How to Diagonalize a Hamiltonian with Fermion Operators?

[Enialis]

Homework Statement

I am trying to solve a problem of 1D electron system.
Given $$a,a^\dagger,b,b^\dagger$$ annihilation and creation operator which satisfy the fermion commutation relations diagonalize the following hamiltonian:

$$H=v_F\sum_{k>0}k(a^\dagger_ka_k-b^\dagger_kb_k)+\Delta\sum_k(b^\dagger_{k-k_F}a_{k+k_F}+a^\dagger_{k+k_F}b_{k-k_F})$$

where $$v_F,\Delta$$ are c-numbers.

Prove that the spectrum is given by:
$$E=v_Fk_F\pm v_F(\Delta^2+k^2)^{1/2}$$

2. The attempt at a solution
I try to define the following operators (that form an su(2) algebra):
$$J_3=\frac{1}{2}(a^\dagger_{k+k_F}a_{k+k_F}-b^\dagger_{k-k_F}b_{k-k_F})$$
$$J_+=a^\dagger_{k+k_F}b_{k-k_F}$$
$$J_-=b^\dagger_{k-k_F}a_{k+k_F}$$
and to calculate the adjoint action but I don't know how to continue.
Please help me, thank you.

 

[halucka]

The spectrum cannot be given by
$$E=v_Fk_F\pm v_F(\Delta^2+k^2)^{1/2}$$
because the units of $$\Delta$$ and $$k$$ are not the same.
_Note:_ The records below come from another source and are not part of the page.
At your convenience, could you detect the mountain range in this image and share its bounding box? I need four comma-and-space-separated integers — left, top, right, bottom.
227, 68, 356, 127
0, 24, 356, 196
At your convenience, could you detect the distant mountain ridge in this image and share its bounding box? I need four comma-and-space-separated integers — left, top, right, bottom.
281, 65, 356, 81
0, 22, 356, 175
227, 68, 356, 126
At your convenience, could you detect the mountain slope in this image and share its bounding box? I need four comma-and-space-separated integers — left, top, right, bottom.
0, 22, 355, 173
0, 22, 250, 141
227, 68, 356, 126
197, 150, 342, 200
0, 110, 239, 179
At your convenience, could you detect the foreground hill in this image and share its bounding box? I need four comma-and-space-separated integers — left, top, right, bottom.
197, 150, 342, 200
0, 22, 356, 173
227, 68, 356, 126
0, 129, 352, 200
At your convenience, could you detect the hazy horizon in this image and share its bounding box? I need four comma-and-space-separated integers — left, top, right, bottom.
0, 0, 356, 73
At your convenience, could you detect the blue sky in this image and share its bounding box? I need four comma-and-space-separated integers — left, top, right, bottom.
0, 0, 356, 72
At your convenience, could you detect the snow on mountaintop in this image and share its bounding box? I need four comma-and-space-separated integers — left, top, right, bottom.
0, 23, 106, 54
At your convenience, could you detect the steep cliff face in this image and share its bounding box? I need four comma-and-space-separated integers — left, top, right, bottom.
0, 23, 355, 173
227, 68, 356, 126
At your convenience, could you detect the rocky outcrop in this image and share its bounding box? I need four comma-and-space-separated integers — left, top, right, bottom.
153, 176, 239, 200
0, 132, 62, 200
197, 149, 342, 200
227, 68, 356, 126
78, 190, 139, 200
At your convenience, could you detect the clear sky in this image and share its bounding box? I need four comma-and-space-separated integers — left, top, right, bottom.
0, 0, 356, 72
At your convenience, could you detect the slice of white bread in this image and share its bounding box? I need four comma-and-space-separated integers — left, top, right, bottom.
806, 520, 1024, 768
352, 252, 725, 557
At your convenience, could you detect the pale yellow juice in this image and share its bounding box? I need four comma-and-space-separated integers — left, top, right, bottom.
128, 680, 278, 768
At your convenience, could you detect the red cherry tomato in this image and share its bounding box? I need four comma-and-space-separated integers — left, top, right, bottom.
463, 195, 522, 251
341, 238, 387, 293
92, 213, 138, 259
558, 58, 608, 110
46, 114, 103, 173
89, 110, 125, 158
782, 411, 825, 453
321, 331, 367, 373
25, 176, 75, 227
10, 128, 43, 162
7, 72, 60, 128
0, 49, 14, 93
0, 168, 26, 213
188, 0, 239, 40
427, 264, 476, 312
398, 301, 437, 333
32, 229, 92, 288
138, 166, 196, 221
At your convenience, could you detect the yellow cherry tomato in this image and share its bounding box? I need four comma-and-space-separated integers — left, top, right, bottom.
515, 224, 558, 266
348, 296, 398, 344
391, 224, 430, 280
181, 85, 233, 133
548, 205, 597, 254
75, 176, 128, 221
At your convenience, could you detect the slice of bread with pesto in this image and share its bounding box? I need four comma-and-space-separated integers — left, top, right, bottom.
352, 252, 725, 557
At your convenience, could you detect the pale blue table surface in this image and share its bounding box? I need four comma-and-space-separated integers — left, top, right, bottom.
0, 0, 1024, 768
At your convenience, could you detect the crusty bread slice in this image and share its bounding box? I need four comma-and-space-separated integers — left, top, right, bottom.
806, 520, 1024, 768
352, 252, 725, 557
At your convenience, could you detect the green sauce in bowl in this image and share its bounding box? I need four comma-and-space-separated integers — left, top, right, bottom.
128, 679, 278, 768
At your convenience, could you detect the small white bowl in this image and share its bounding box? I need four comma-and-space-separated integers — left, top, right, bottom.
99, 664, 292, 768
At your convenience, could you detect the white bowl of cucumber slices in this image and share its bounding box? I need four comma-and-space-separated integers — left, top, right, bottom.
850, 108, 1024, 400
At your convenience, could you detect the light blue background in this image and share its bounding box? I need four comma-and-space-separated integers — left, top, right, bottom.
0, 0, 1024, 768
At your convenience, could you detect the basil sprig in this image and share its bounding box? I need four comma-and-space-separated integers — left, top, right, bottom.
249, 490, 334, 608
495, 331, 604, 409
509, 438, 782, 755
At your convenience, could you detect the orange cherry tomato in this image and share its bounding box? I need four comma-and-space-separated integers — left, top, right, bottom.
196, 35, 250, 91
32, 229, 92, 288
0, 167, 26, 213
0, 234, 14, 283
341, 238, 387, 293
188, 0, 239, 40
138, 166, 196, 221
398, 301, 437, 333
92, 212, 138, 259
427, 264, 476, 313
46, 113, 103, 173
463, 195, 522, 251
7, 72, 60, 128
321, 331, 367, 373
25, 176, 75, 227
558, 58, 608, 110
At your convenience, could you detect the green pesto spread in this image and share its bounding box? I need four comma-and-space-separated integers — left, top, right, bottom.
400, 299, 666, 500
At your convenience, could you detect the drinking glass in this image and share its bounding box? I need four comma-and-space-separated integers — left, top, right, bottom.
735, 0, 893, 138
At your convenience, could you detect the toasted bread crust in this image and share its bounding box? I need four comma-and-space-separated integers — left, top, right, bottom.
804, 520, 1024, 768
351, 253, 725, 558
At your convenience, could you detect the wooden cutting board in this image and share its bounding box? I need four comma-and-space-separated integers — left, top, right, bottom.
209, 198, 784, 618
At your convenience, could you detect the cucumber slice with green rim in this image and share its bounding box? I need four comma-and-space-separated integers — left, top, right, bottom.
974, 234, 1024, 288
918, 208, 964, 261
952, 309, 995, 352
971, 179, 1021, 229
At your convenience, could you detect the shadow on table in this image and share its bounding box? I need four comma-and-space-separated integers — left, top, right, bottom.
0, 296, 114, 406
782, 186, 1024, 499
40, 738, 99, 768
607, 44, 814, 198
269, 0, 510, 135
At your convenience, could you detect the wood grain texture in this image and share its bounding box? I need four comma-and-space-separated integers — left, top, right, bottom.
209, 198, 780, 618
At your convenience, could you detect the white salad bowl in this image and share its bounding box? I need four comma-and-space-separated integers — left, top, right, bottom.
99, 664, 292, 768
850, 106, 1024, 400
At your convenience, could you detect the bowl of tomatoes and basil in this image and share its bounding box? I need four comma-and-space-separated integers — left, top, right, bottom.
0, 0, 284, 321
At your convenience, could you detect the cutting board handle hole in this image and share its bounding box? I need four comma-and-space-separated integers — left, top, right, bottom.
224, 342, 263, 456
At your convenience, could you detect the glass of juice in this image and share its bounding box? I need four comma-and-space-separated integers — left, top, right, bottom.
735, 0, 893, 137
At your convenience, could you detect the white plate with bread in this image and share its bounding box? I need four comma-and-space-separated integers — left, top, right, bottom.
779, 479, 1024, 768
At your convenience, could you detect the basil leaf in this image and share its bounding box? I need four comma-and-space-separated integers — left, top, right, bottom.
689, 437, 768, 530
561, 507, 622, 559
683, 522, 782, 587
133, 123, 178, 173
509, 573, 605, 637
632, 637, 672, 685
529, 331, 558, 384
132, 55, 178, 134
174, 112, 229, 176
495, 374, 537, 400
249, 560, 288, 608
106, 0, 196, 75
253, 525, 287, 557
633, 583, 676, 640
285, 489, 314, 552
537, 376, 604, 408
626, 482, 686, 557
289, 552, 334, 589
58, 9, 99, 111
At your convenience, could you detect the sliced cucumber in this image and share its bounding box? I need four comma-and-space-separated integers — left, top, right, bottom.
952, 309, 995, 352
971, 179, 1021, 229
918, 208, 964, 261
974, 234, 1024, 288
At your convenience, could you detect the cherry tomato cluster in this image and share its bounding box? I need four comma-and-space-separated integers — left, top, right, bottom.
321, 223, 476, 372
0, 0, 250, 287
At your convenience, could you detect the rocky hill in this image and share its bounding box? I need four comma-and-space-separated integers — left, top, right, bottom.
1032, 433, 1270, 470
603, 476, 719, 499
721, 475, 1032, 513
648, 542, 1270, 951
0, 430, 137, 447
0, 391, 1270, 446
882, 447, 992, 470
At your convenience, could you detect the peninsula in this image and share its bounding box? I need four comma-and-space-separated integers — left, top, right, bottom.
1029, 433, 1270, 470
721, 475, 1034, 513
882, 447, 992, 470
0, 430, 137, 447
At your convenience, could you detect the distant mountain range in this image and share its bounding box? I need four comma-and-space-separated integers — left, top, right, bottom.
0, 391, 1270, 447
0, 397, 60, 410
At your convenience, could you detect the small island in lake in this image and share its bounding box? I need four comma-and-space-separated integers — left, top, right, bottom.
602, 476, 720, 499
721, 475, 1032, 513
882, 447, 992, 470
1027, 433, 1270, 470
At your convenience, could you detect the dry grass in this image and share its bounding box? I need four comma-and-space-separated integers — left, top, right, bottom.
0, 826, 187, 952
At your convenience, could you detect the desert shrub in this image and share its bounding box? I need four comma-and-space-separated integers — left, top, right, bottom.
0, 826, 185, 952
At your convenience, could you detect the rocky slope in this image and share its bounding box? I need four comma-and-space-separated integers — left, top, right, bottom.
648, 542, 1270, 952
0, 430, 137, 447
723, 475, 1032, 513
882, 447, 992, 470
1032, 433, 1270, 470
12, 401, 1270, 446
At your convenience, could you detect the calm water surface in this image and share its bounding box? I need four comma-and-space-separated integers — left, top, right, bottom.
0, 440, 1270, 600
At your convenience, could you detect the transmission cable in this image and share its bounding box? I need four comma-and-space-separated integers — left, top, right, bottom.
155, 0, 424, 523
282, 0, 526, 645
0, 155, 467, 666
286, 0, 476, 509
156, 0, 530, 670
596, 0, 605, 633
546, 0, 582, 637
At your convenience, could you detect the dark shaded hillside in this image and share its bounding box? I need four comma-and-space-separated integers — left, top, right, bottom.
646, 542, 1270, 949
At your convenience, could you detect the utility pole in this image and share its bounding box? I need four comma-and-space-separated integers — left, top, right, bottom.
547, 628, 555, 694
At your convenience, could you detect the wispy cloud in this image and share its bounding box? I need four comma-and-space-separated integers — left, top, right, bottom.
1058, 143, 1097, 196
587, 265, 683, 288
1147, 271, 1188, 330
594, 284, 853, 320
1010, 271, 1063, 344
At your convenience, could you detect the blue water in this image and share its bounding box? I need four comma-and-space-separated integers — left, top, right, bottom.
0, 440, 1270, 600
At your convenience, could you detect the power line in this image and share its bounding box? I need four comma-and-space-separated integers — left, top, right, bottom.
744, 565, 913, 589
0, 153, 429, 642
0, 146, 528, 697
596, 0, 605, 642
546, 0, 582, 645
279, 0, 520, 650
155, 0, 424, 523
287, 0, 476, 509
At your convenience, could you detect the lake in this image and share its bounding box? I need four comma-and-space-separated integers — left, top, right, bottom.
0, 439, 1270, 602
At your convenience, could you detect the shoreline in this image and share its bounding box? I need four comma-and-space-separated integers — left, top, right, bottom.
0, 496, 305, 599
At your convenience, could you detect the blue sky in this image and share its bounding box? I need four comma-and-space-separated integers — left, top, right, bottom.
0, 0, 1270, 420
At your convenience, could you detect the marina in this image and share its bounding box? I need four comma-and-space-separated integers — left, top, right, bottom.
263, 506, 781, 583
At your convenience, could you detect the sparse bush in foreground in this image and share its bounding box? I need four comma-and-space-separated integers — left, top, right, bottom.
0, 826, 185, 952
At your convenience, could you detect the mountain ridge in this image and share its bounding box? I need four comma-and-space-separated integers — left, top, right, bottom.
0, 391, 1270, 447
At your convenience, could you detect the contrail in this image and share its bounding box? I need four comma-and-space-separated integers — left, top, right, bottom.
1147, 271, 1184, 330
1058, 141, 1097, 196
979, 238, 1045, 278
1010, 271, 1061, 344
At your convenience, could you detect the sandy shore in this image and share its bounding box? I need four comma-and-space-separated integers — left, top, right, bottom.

I tried rewriting the first term (linear kinetic energy) using operators shifted by $$k_F$$ and then diagonalizing it, and I got
$$E=\frac{1}{2} (v_F k_F \pm (v_F^2 k^2 + 4\Delta^2)^{1/2})$$
Still may not be correct, but at least the units match.